Narciso cabal, aquel Napoleón, enfermo, derrotado en Waterloo y desterrado en Santa Elena, se imaginaba como un sobreviviente y un vencedor. Decía que sus ideas triunfaban en Europa, Gran Bretaña y América, a pesar de lo que mal que se expresaban sobre él Constant, Jefferson o Bolívar. En sus famosas cartas a Albert Gallatin, George Ticknor y el Conde Dugnani, Jefferson escribió que Napoleón, “Atila de nuestro tiempo”, había “causado más muerte, más devastación, más sufrimiento y más dolor que cualquier otro ser vivo”.
Es sabido que Napoleón deseó que su último exilio fuese en América. Pensaba que sería bien recibido y que, con la ayuda de algunos gobiernos, podría relanzar su proyecto europeo. Tras su derrota en Waterloo, Bolívar dio por hecho que el emperador se refugiaría en Estados Unidos o algún reino o colonia hispanoamericana. En cualquier sitio en que se estableciera, según Bolívar, el “teatro de la guerra” se trasladaría a América.
Si se radicaba en Estados Unidos y se ganaba el apoyo de esa república, aquel Bolívar contrafáctico pronosticaba que Gran Bretaña haría la guerra a los norteamericanos, mientras que Napoleón intentaba atraerse la alianza de los independentistas mexicanos. Si se afincaba en Hispanoamérica, España intensificaría sus planes de contrainsurgencia y reconquista, con apoyo de la Santa Alianza y sin la oposición de Gran Bretaña.
Viejos historiadores como William Spence Robertson y Enrique de Gandía estudiaron las simpatías y antipatías por Napoleón en Hispanoamérica, especialmente en el Río de la Plata. Más recientemente otras historiadoras e historiadores, como Shannon Selin, Patricia Tyson Stroud y el joven mexicano Carlos Gustavo Mejía Chávez, han explorado el bonapartismo en los últimos años de la Nueva España.

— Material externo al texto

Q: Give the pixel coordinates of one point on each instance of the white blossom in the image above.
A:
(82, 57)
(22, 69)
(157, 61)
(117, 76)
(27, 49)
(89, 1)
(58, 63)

En el balance final, pareciera que con la consolidación de la forma republicana de gobierno acabó pesando más el antibonapartismo que el bonapartismo.
Napoleón invadió Portugal y España, pero confrontó la Revolución Haitiana, restableció la esclavitud y, aunque la venta de la Luisiana reforzó el poderío de Estados Unidos, su coronación fue mal vista por varios presidentes de ese país a principios del siglo XIX.
Aún así, Napoleón, nacido en Córcega al año siguiente de la compra de esa isla a la república de Génova por la corona francesa de Luis XV, fue un constructor de nuevas naciones. Primero, en tiempos del Directorio y el Consulado, impulsó repúblicas y, luego, bajo el Imperio, difundió nuevas monarquías dinásticas. No cabe duda de que en esa gesta fundacional se volvió un referente para la generación de los libertadores americanos.
No cumplió Napoleón su sueño de instalarse en América. Quien sí vivió de este lado del Atlántico fue su hermano José, el mismo que había impuesto como monarca de España en 1808. Entre 1814 y 1841 José Bonaparte vivió en una mansión en la ribera del río Delaware, rodeado de emigrados franceses y masones estadounidenses. Al final pudo trasladarse a Florencia, donde murió, protegido por el Gran Duque de Toscana.